A do-it-yourself kit can lead to a will becoming a legal disaster

Well-intentioned will makers who use a do-it-yourself kit to express their wishes frequently encumber their estate with years of disputation and tens of thousands of dollars in litigation costs.

Raveica Negrean died in March 2019 leaving a will dated February 2019.

Her son John believed the will gave him a life interest in her Falstaff Street, Sunnybank Hills residence that enabled him to rent out rooms for profit.  He also claimed the will provided for priority repayment from the estate of a loan he made to his mother.

His brother Tim – the named executor – disagreed and asked the Supreme Court to clarify the will terms in April 2025.

Tim also asked the court to order vacant possession of the property that John had turned into a share house with five tenants.   

Justice Melanie Hindman concluded that Raveica’s will granted no life interest or right of residence to John as her language in the will expressed merely a wish, not a mandate. 

She found the correct interpretation was for the residue – including the home – was to go to John and his brother Eli in equal shares.  

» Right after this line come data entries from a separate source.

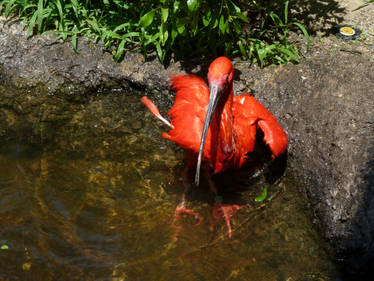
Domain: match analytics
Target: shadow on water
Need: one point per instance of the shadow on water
(97, 203)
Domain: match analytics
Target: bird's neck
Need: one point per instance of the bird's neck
(223, 123)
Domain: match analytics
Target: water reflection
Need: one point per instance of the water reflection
(100, 207)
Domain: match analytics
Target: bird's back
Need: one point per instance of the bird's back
(188, 112)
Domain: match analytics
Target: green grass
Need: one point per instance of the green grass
(169, 28)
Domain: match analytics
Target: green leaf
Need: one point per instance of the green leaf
(40, 14)
(263, 196)
(164, 14)
(160, 54)
(222, 24)
(180, 27)
(305, 32)
(9, 8)
(242, 49)
(174, 34)
(206, 18)
(288, 53)
(286, 12)
(242, 17)
(31, 25)
(120, 50)
(176, 6)
(147, 19)
(192, 5)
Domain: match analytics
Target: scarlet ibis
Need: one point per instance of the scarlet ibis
(217, 128)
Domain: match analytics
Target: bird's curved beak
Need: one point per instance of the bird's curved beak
(215, 92)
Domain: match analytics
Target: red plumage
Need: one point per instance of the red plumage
(217, 128)
(188, 116)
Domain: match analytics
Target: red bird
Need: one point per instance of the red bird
(217, 128)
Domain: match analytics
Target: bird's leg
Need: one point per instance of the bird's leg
(181, 208)
(220, 210)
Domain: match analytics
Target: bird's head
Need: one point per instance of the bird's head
(220, 79)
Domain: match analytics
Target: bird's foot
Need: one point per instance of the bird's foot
(181, 209)
(225, 211)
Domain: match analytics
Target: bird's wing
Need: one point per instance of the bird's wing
(188, 112)
(249, 114)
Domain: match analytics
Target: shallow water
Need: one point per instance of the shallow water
(98, 204)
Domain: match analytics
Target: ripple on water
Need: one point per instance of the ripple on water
(100, 206)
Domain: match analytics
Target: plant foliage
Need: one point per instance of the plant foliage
(182, 28)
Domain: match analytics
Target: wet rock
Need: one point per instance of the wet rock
(326, 105)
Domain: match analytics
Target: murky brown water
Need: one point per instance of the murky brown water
(99, 206)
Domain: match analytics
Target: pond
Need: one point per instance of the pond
(96, 202)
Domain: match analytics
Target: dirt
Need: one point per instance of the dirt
(325, 104)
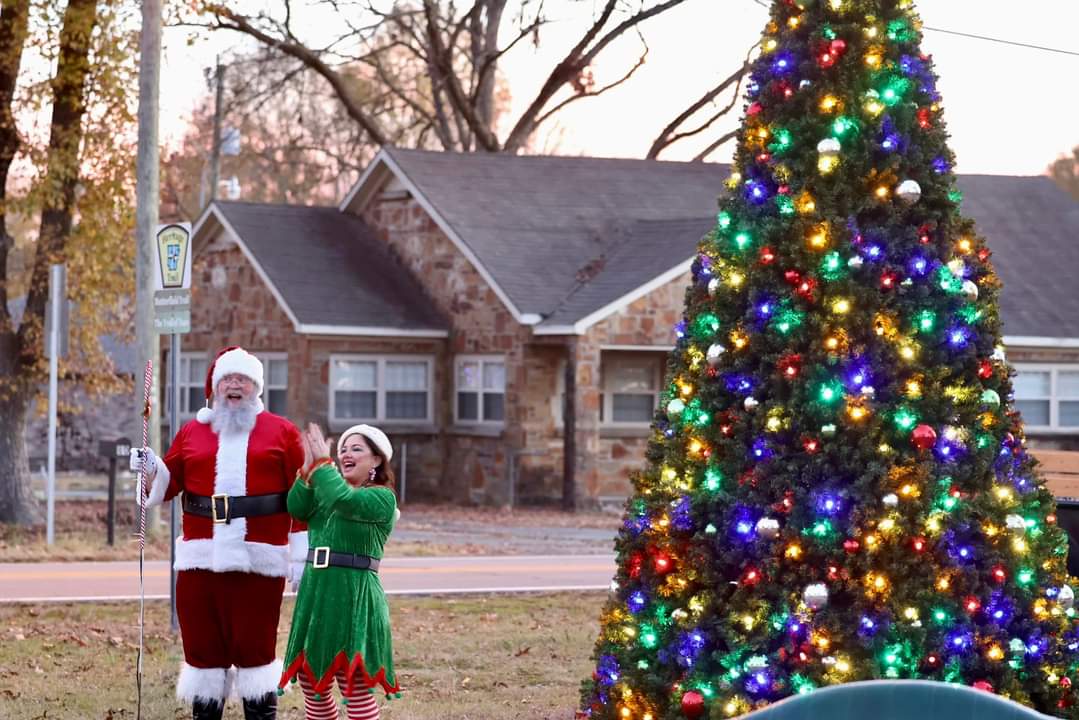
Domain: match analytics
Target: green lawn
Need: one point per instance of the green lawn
(461, 657)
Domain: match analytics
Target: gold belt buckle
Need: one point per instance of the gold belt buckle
(213, 507)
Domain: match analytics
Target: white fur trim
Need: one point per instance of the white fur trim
(238, 362)
(159, 485)
(241, 556)
(202, 683)
(254, 682)
(298, 546)
(371, 433)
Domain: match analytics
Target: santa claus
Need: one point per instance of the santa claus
(233, 464)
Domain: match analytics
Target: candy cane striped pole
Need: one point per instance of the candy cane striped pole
(147, 389)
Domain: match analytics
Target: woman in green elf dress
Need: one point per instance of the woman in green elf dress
(341, 623)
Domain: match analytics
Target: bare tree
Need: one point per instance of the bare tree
(429, 68)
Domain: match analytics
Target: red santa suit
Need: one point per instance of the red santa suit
(232, 573)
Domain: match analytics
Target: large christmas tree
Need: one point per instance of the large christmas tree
(837, 487)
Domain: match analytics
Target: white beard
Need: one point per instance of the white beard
(240, 420)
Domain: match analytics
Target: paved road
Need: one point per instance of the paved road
(71, 582)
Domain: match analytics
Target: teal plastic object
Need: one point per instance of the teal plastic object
(897, 700)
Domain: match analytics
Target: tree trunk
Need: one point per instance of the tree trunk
(17, 503)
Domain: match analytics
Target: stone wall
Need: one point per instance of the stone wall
(477, 461)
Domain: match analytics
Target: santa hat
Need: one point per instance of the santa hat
(230, 361)
(373, 434)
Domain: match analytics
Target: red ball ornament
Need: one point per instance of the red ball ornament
(924, 437)
(693, 704)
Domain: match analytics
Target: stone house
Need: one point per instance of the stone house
(489, 311)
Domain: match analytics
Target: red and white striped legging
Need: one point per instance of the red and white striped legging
(362, 705)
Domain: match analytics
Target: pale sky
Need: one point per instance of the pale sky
(1009, 110)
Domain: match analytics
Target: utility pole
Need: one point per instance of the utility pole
(215, 153)
(147, 198)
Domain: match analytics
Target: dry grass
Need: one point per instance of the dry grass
(81, 532)
(465, 657)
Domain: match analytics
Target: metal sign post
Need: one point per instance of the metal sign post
(172, 315)
(54, 347)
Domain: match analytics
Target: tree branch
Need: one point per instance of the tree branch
(574, 63)
(596, 93)
(242, 24)
(707, 151)
(668, 136)
(14, 21)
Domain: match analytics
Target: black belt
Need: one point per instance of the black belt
(324, 557)
(222, 507)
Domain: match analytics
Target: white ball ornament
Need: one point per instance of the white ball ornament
(713, 354)
(829, 148)
(767, 527)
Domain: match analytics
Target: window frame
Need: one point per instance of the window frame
(380, 390)
(1054, 397)
(264, 357)
(606, 395)
(480, 420)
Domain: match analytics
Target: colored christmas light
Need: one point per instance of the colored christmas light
(833, 412)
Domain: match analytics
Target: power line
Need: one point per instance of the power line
(978, 37)
(1004, 42)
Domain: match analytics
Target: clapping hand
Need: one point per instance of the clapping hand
(315, 448)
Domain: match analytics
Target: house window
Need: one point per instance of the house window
(380, 389)
(274, 381)
(480, 389)
(630, 388)
(193, 368)
(1048, 396)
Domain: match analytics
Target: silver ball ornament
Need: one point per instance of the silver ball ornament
(909, 191)
(815, 596)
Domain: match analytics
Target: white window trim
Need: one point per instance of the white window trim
(1054, 398)
(264, 358)
(196, 382)
(556, 402)
(461, 360)
(608, 395)
(380, 391)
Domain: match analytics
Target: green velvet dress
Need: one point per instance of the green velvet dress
(341, 620)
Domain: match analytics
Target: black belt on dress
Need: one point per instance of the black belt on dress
(324, 557)
(222, 507)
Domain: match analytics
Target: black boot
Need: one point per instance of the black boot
(210, 710)
(261, 708)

The court also found that a “debt clause” directing repayment of Raveica’s loan from John only applied if the property was sold prior to Raveica’s death and if the sale proceeds were traceable in her estate. 

John would thus have to prove his debt as part of the ordinary administration of the estate.

At the first hearing of the executor’s application, Justice Hindman delayed granting the order for vacant possession, giving John time to raise finance so that he could keep the house, get legal advice and attend mediation to resolve issues with his siblings.

However, before mediation could take place John was incarcerated on an unrelated matter. 

Tim went back to court asking for vacant possession of the property.

On the further hearing in August, John’s contention he had used rent money he had collected from tenants for maintenance and repairs could not be substantiated.

He could not produce receipts or other paperwork evidencing his claim. 

The judge observed that about $50,000 of rent he had collected had been applied to some estate expenses including barrister’s fees.

Regardless, she granted Tim’s application for vacant possession, requiring the tenants to vacate by a specified date in October. 

She ruled that any tenancy agreements entered into by John were invalid, as only the executor has authority to deal with estate property and John had never held a life interest.

While sympathizing with the tenants – one of whom was represented by a solicitor and barrister at the hearing – she ordered they must vacate to bring an end to six years of estate disputation.

She noted the core duties of an executor were to call in assets of the estate, pay debts of the estate and distribute the estate according to the terms of the will.

At the time of the hearing, the estate had in excess of $109,000 of known debt, a tax debt and had no liquid funds.

John eventually found a lender and acquired brother Eli’s interest.

The terms leading to this resolution are unknown. 

What we do know is that a 6 year delay and more than $140,000 in litigation expenses would have been avoided had a professionally drafted will been prepared at the outset.